AVS 50th International Symposium
    Biomaterial Interfaces Tuesday Sessions
       Session BI-TuP

Paper BI-TuP11
Multi-Technique Characterization of Self-Assembled Peptide Monolayers

Tuesday, November 4, 2003, 5:30 pm, Room Hall A-C

Session: Poster Session
Presenter: N.T. Samuel, University of Washington
Authors: N.T. Samuel, University of Washington
K. McCrea, Polymer Technology Group
L.J. Gamble, University of Washington
D.A. Fischer, National Institute of Standards and Technology
P.S. Stayton, University of Washington
G.A. Somorjai, University of California, Berkeley
D.G. Castner, University of Washington
Correspondent: Click to Email
There is considerable interest in the immobilization of bioactive peptides for applications such as affinity separations, diagnostics, cell culture and biomedical implants. We have synthesized a series of lysine and leucine containing peptides, which are designed to attach to surfaces with different secondary structures (alpha helix, beta sheet, etc.).

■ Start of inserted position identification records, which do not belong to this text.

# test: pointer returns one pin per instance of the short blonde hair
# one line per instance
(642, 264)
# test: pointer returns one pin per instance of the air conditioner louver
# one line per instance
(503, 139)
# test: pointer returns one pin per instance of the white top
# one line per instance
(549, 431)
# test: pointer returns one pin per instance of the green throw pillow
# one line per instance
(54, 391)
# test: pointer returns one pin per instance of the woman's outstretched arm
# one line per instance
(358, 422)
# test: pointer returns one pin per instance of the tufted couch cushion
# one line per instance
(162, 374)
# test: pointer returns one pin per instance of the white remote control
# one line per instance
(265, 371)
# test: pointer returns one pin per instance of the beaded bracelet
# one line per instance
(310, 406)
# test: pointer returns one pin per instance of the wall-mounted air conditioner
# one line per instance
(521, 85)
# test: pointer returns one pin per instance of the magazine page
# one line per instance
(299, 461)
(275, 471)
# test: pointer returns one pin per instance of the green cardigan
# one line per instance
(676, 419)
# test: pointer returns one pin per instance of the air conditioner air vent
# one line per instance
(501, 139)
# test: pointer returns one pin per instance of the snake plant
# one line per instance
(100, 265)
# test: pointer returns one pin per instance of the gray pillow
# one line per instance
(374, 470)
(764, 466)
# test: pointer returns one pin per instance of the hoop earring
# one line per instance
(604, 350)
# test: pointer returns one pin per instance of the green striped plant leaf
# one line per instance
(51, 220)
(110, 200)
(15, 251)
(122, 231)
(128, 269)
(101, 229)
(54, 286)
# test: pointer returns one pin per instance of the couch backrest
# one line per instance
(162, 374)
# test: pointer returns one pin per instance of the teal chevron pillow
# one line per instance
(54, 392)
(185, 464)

These peptides were attached to carboxy-terminated self-assembled monolayers and characterized with ToF-SIMS (Time-of-Flight Secondary Ion Mass Spectrometry), SFG (Sum Frequency Generation) and NEXAFS (Near Edge X-ray Absorption Fine Structure Spectroscopy). The ToF-SIMS spectra from these peptides were analyzed by principal component analysis. Principal component 1 (PC 1), which captures 89% of the variance in the spectrum, represents the variation in the bulk amino acid composition of the different monolayers. PC 2, which captures 10% of the variance, separates the peptides with different secondary structures, suggesting ToF-SIMS is sensitive to different secondary structures of the peptides. SFG spectra were acquired for the alpha helical peptide adsorbed onto both hydrophobic and negatively charged substrates. The hydrophobic surface spectrum showed strong peaks in the CH stretch regions while the negatively charged surface spectrum showed strong peaks in the NH stretch region. The SFG results indicate the alpha helical peptide binds differently to these two surfaces. These observations were also confirmed by ToF-SIMS experiments, which reveal a strong dependence of the amount of peptide adsorbed onto negatively charged substrates when the solution pH is varied. We have recently developed a simple protocol to attach a short thiol linker onto these peptides at their amine terminus. This provides an additional handle to immobilize these peptides onto surfaces and control their orientation. Polarization-dependent NEXAFS experiments on these monolayers are in progress.